Four musicians take the stage, armed with instruments of taut string and polished wood. With ready bows and fingers, the quartet launches into a musical tradition 400 years old.
A single cello and viola coupled with a pair of violins make up the Pacifica Quartet, a groups whose fervor and skill have elegantly summoned chamber music for the enjoyment of audiences around the world.
At 7:30 p.m. Friday, Hancher will host the Pacifica Quartet at the Riverside Recital Hall.
“This is some of the best music ever. Period,” said Masumi Per Rostad, the quartet’s violist. “It’s bringing together four string interments that are very different with a similar voice. It’s something very difficult that every composer tries their hand at, and when it comes together there’s an incredible richness.”
Rostad joined the group in 2001 after receiving a master’s at Julliard. He performs in more than 90 concerts a year with the Pacifica Quartet and is also a faculty member at Indiana University’s Jacobs School of Music in Bloomington, Indiana, with his fellow quartet members.
“One of the most gratifying aspects is the repertoire, but there’s also a satisfying lifestyle,” Rostad said. “We travel [around the world] and get to be involved with composers who are experimenting with new works.”
Over the past few of months, in celebration of its 20th anniversary, these concerts have included the première of Glitter, Doom, Shards, Memory, a piece composed for the quartet by Pulitzer-Prize-winner Shulamit Ran.
“We knew Ran from the University of Chicago,” Rostad said. “Glitter, Doom, Shards, Memory was commissioned because we love her music. It’s one of the greatest new pieces I’ve heard in a while.”
The composition, Ran’s third string quartet, will be performed in between pieces from Beethoven and Mendelsohn.
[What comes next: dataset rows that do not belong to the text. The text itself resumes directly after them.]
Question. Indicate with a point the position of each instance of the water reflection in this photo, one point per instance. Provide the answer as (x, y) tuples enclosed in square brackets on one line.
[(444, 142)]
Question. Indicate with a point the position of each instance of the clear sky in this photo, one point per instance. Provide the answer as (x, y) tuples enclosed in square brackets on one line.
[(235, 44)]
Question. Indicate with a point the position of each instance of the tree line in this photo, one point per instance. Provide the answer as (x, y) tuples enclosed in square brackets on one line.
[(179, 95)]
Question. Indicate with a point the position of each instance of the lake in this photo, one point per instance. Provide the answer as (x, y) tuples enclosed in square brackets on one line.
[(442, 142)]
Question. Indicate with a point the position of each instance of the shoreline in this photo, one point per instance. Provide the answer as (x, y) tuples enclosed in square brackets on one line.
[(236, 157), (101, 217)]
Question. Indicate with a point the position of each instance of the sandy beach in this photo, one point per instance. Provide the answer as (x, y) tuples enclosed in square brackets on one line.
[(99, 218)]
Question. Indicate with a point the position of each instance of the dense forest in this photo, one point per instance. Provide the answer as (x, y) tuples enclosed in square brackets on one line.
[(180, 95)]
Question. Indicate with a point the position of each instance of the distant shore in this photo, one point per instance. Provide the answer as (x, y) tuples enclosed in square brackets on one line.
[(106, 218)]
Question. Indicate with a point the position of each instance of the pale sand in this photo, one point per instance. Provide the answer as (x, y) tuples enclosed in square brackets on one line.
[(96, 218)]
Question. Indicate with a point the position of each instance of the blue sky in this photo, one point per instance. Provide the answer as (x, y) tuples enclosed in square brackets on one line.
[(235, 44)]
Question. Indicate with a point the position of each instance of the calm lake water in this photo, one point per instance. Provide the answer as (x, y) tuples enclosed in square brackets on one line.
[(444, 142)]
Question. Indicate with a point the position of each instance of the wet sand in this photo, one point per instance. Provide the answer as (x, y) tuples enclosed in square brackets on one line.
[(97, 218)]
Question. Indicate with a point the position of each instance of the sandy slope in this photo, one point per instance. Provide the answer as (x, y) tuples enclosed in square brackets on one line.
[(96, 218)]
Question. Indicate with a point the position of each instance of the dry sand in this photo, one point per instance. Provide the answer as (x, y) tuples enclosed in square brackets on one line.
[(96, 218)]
The title of the piece is derived from an early 1900s German art exhibit titled Glitter and Doom. Part of the inspiration for the composition also came from Jewish-German painter Felix Nussbaum, a Holocaust victim who — as Ran explains in her program notes — continued to create portraits even after realizing his end was imminent.
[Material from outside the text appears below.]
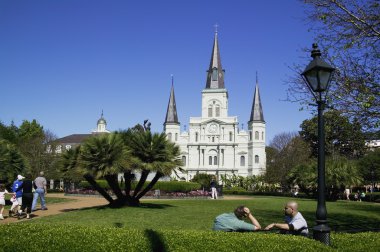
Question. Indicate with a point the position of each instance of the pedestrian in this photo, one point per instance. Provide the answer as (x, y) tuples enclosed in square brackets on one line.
[(294, 224), (3, 191), (40, 192), (27, 195), (234, 221), (214, 192), (17, 184)]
“I want my listener to be moved by the experience,” Ran said. “I want the listener to think of someone like Felix Nussbaum and the millions like him, who perished in the Holocaust. It is my way, as an artist, of saying ‘do not forget’ and of giving voice to the voiceless. But it is also a homage to the survival of the human spirit. And in that sense it is also intended to inspire, as well as memorialize.”
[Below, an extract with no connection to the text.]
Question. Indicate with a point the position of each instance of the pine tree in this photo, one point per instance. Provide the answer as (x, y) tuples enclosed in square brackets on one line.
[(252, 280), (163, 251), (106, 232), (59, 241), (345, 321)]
“I have a great respect for their approach and the care they take in their performances,” he said.
“The event is a great opportunity to hear excellent chamber music.”
In addition to Friday’s performance, the members of the Pacifica Quartet also spoke to the public about building music careers, and they will work with UI students interested in chamber music.
“They’re a world-class group that’s internationally recognized,” said Elizabeth Oakes, the coordinator of the University of Iowa String Quartet Residency Program. “This is a tremendous opportunity to hear an ensemble of this caliber in our community.”